THIS IS NOT Molière in Brilliant Satiric Vivisectionist mode (see Tartuffe) but rather Molière as Wry and Amusing Observer. Here he keeps his claws in, for the most part, and his greatest sympathy goes to his most hypocritical characters, those social sluts who talk trash about their own "friends" for sport. Molière knew those folks were easy, eternal targets, and set his sights on someone perhaps closer to his own mind, the self-appointed judge who cherishes a vision of himself as somehow distinct from the rest of humanity. He thinks he's smarter than everyone else, and he probably is, but not half as wise as he could be.

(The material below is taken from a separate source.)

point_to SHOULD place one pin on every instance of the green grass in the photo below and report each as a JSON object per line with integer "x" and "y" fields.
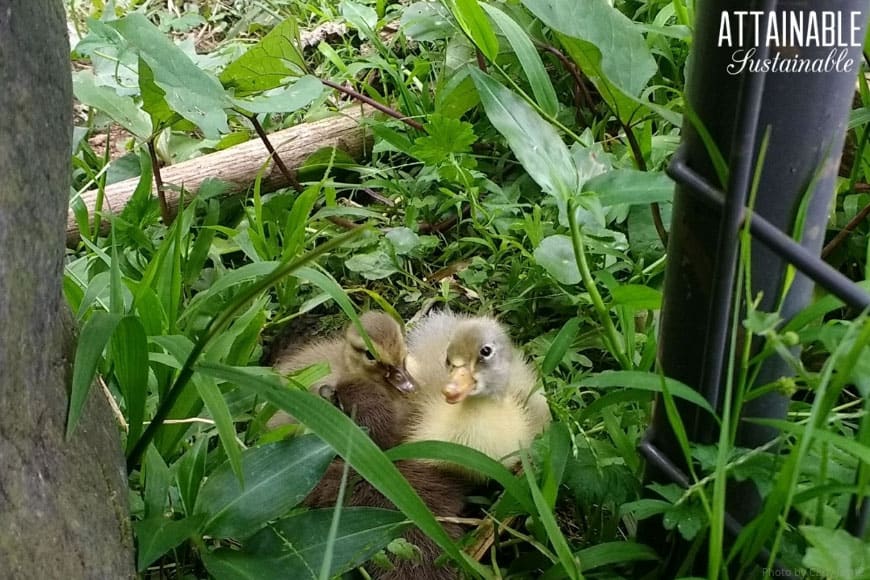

This production from Upstart Theatre, presented on the set of the Loring Playhouse's current production, Killers, is a competent, straightforward rendition, no more and no less. Here, Craig Johnson plays the title role, Alceste, who is in love with the phoniest of phonies, Celimene (Lisa Westmoreland), in spite of himself; and he's tormented by her romantic evasions. Director Antay Bilgutay hasn't updated the play, except for the contemporary workday-casual costumes (because of tight budgets more than anything else), and that's just fine. And unlike too many small theaters, Upstart has wisely devoted its limited budget not to fancy staging but to finding a professional-quality cast. The characterizations are mostly predictable, respectable, and unadventurous. And Richard Wilbur's rhyming translation makes it easy for the actors to occasionally lapse into choppy, sing-song readings.
Don't expect any sort of easy catharsis: Molière ends things abruptly, with only the thinnest façade of a resolution, and paints virtually all his characters as middling scoundrels and timeless templates of mediocrity--with Alceste as the biggest fool of all.